= Paula Griffin (footballer) =

British football goalkeeper (born 1964 or 1965)

Paula Griffin (born 1964 or 1965) is a goalkeeper from Bermondsey, south-east London, England. She has played for Goal Diggers F.C., TRUK United F.C., Peckham Town F.C.'s women's team, and Clapton Community F.C. Griffin is transgender and has been open about her gender transition, motivated by a cancer diagnosis, and her experiences as a trans footballer.

== Early life and career ==
Griffin has said that she knew her gender did not correspond to her sex since she was a child, though due to the people around her she believed she could not come out despite having a few opportunities to do so. She had a "major breakdown" when she was young, and as a result returned to her Cornwall home where her mother introduced her to a transgender friend. Griffin later returned to London. She struggled with this issue for several decades, and developed heavy drinking and chain smoking habits, becoming a "workaholic" in her recruitment job. From the 1990s, she was a volunteer in several different roles for Dulwich Hamlet F.C.. Around 2000, she stopped playing football.

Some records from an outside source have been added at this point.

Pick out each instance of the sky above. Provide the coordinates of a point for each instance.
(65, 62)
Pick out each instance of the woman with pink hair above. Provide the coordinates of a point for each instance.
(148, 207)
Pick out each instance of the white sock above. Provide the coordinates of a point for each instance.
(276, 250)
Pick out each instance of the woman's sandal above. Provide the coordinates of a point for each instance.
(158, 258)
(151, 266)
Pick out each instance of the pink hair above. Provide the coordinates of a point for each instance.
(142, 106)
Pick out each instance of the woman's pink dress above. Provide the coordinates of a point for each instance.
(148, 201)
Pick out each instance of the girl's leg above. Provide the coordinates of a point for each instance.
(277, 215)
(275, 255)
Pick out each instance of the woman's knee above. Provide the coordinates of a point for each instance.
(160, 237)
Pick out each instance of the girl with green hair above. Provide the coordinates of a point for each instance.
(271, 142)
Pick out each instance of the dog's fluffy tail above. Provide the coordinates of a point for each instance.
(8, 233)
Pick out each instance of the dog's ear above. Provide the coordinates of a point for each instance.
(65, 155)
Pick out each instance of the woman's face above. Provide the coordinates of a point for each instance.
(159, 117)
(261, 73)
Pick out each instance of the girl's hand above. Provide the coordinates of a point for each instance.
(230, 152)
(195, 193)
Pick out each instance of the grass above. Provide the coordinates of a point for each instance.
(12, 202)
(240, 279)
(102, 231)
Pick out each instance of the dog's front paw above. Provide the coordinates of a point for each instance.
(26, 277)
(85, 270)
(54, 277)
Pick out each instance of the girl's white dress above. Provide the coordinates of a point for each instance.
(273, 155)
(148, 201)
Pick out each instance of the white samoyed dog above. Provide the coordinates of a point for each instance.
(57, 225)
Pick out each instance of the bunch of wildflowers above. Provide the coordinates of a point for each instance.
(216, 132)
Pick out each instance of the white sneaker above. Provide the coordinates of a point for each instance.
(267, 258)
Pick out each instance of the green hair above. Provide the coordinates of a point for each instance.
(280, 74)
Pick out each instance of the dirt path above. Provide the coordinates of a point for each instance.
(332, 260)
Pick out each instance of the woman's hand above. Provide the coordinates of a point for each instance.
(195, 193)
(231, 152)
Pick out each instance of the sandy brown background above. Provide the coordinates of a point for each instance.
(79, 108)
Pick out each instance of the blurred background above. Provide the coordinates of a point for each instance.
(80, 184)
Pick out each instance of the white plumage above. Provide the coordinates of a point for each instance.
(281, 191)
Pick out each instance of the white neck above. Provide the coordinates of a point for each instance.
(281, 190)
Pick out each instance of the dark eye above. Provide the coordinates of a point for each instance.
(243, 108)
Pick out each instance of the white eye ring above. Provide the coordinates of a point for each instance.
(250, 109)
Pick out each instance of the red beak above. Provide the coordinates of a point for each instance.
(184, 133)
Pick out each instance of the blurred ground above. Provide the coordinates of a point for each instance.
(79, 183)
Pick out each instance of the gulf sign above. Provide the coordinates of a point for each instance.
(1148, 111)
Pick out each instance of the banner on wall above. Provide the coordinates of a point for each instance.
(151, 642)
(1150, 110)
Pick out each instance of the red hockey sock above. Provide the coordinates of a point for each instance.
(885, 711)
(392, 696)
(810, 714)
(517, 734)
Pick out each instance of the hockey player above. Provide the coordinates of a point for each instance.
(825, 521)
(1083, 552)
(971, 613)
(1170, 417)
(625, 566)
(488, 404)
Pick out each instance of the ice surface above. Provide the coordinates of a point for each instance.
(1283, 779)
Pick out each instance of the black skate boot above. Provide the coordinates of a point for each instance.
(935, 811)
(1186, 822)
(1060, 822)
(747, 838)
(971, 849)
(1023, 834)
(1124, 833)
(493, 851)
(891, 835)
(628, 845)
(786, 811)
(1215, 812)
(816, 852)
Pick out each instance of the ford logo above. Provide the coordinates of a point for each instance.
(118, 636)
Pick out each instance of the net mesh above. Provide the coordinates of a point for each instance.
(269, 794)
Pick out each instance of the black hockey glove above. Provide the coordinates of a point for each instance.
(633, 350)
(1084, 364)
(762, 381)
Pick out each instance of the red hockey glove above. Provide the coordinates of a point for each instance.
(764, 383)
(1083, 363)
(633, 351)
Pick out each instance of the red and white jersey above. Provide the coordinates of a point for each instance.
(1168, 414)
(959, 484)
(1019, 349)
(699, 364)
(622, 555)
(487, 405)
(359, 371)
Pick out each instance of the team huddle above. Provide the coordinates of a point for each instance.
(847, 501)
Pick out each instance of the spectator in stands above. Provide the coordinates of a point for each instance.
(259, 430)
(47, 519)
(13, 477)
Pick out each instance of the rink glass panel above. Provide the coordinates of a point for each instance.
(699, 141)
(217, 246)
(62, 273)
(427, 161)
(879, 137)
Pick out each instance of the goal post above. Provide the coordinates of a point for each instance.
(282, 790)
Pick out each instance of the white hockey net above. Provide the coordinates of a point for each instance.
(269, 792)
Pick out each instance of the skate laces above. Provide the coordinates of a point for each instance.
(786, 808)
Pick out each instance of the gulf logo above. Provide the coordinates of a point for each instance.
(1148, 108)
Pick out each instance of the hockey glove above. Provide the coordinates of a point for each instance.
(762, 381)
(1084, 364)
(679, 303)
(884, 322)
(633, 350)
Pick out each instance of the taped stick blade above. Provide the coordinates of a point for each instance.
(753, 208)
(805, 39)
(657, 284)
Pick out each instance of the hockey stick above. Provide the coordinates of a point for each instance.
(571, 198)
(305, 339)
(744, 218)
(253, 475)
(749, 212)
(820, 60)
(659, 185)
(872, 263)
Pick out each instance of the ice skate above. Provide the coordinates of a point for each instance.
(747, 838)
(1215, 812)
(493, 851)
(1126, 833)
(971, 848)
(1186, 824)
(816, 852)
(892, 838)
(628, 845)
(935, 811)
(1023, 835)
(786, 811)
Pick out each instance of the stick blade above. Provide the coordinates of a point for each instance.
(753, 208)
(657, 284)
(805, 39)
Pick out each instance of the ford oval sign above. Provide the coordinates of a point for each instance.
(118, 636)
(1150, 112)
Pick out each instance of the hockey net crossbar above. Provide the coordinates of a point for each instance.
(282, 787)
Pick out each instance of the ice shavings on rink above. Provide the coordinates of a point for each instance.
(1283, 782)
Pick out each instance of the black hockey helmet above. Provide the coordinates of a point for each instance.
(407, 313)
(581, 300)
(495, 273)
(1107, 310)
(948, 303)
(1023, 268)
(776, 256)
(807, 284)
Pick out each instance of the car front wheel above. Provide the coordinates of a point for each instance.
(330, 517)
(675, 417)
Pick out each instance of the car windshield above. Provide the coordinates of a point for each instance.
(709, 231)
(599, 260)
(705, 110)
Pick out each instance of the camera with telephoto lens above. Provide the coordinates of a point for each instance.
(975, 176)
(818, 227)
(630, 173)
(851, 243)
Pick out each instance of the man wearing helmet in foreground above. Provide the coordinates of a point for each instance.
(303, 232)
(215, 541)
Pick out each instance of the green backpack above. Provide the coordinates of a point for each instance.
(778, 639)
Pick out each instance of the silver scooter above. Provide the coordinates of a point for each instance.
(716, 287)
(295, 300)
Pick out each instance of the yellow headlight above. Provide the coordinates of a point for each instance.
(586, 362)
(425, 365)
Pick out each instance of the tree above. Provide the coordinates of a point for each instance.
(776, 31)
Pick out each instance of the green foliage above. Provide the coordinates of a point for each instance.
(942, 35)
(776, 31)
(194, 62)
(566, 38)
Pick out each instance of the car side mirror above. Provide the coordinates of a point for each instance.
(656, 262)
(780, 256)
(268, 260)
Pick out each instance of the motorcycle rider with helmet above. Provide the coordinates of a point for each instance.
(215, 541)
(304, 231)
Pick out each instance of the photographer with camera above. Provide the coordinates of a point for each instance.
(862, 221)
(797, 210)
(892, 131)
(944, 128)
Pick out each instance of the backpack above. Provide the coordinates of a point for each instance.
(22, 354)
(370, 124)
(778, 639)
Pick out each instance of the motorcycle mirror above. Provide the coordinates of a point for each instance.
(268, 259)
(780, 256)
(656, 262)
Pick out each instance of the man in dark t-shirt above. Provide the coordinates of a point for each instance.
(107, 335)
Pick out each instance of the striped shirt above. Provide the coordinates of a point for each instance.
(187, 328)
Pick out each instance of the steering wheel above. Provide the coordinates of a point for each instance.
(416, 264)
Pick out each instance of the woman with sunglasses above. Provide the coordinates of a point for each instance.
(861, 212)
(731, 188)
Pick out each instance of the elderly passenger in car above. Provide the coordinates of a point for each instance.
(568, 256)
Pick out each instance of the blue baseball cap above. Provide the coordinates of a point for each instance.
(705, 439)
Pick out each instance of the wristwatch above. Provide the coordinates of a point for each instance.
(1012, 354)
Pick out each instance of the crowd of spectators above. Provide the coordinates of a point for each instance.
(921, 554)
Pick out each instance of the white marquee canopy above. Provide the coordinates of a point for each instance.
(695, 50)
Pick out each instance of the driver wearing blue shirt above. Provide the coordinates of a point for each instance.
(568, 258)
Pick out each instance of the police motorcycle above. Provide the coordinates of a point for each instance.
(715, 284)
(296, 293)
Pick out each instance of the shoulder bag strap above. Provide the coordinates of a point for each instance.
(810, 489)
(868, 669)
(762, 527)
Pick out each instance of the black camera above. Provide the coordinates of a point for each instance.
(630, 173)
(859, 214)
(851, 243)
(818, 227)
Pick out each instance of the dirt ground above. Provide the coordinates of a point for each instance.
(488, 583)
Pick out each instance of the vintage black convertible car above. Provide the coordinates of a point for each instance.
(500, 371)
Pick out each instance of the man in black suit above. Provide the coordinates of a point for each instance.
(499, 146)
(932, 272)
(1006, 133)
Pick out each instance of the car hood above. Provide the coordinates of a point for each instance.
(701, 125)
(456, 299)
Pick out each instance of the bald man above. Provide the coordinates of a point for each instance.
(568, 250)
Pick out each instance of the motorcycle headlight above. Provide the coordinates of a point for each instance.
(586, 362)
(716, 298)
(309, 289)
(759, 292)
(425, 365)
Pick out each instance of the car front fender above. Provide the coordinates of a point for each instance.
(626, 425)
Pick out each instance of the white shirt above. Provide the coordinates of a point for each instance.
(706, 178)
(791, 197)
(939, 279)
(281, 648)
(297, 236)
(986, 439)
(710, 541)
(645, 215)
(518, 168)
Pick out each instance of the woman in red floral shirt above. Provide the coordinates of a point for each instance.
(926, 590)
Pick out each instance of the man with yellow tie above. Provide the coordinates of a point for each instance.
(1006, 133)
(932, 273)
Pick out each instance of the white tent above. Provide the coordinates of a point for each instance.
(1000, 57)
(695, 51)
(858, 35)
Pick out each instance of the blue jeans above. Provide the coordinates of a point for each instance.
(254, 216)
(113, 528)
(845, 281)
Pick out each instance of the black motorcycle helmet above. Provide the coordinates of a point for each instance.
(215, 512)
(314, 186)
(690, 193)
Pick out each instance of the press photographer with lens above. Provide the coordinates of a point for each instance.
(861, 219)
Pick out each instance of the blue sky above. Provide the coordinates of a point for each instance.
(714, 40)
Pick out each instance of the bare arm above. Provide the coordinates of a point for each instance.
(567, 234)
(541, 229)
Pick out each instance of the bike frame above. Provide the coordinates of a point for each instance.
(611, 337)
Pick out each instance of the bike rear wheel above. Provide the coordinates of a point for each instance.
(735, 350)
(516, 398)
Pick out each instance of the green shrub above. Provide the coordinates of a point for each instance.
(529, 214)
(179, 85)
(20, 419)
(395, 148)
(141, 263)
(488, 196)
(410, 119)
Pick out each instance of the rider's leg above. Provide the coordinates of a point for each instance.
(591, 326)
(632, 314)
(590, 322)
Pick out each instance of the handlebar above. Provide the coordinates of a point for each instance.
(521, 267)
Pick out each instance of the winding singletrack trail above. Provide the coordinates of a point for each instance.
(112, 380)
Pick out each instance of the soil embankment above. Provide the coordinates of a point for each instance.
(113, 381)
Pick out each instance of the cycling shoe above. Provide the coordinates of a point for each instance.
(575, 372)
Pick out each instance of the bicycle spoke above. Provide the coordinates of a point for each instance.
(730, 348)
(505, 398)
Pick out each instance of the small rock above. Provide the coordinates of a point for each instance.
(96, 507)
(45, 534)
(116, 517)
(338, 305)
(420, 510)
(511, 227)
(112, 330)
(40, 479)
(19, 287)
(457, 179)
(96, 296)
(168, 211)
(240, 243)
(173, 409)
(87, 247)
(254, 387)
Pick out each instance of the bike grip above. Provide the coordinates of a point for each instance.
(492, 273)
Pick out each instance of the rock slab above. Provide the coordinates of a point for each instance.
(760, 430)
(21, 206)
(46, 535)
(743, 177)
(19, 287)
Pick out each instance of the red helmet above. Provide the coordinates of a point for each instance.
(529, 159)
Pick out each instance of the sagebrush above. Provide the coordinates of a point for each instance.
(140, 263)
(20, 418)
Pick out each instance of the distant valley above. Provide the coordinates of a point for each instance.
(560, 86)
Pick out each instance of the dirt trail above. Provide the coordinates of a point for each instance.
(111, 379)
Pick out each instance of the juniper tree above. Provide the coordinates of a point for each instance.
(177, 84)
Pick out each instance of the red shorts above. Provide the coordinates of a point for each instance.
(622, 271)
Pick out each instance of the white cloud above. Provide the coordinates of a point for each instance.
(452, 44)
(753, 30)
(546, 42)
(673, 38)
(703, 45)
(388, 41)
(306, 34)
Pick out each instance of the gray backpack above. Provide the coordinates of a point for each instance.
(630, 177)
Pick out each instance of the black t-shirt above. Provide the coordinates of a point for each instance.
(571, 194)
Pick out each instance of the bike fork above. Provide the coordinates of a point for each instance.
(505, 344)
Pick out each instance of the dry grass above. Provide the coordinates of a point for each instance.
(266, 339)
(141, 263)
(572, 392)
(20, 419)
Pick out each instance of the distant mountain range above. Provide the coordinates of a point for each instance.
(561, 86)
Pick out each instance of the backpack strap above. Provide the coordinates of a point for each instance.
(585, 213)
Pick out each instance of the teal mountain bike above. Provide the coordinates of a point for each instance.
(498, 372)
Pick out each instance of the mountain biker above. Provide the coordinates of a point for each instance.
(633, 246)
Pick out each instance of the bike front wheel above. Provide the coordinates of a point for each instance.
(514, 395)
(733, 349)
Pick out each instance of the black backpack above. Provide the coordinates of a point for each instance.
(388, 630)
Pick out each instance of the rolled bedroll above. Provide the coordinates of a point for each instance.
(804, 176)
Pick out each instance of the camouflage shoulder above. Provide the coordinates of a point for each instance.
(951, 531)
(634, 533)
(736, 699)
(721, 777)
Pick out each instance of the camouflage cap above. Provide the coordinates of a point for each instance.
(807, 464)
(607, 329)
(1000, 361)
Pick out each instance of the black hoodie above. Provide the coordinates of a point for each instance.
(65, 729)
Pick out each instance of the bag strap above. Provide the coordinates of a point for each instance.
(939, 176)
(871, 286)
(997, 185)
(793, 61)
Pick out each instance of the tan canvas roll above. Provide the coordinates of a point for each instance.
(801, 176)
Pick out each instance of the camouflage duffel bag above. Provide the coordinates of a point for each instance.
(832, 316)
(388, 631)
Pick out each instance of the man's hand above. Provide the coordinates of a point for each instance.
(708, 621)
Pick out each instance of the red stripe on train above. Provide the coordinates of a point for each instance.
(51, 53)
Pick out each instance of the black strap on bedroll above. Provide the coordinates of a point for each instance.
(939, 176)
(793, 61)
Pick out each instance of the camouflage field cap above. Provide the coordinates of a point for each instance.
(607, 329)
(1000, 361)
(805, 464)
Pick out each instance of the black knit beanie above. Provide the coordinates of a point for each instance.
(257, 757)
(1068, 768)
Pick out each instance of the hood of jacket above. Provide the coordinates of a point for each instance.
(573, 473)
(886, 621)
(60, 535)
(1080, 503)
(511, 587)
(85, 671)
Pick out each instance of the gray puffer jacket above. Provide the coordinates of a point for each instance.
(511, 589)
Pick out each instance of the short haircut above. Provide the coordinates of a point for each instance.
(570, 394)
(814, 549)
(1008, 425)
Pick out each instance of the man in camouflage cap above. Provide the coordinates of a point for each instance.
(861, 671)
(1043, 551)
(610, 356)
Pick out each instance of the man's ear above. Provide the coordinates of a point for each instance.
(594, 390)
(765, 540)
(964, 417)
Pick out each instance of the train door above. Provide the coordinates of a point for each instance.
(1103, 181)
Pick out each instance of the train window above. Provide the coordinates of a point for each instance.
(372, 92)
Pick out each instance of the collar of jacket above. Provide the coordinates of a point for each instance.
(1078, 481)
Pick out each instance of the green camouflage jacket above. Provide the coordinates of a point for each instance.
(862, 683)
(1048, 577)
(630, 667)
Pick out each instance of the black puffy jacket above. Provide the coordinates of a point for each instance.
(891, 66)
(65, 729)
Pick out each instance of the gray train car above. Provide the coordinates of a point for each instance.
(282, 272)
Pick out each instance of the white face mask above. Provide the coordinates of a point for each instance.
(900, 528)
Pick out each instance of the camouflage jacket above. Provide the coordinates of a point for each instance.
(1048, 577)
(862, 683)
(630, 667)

=== Cancer diagnosis and transition ===
In 2017, Griffin was subject to a stage-three bladder cancer diagnosis, and as a result was immediately admitted to hospital. She has stated that this diagnosis was a "wake-up call" which motivated her to admit to herself that she was transgender and remove the aspects of her life that she believed had caused her cancer. She stopped her smoking and heavy drinking, underwent surgery, and after a recovery period of six months during which she had time for reflection, began a process of gender transition in 2019, which took around a year. She also changed jobs as a result of the diagnosis.

== Football career ==
In 2021, Griffin initially approached Goal Diggers F.C. after seeing a tweet from them. She was playing for Goal Diggers by that summer, as well as Peckham Town F.C.'s women's team by December that year. By this time, Griffin had been on a waiting list at a gender identity clinic for the past two and a half years. Her first game with Peckham was on Clapham Common, at which she was subject to transphobic comments from two teenage boys. She received a passport recognising her as female in 2022. Struggling early on, she also joined the all-transgender club TRUK United F.C. and in 2022 as part of this team she took part in the first match between an all-trans women's side and a women's team from the Football Association pyramid; the Dulwich Hamlet F.C. women's team. In August 2022 she was still playing for TRUK United, Gold Diggers, and Peckham Town Women; she was awarded Coaches' Player of the Year at the latter.

By April 2025, Griffin was goalkeeper for Clapton Community F.C., Goal Diggers, and Peckham Town Women. On 27 July 2025 at Hyde Park, Griffin was expected to run Cancer Research UK's Race for Life, sounding its starting buzzer. Responding to the Football Association's rule change prohibiting transgender women from playing in women's games, Griffin said that "I didn't transition to play women’s sports, I play women's football because I transitioned."

== Personal life ==
Paula Griffin had an older sister, Kerry, who died while Paula was in surgery. Kerry had been receiving chemotherapy for colorectal cancer. In October 2022, Griffin said that a male security guard at a McDonald's restaurant followed her to the toilet and asked her to "prove" that she was female with her passport.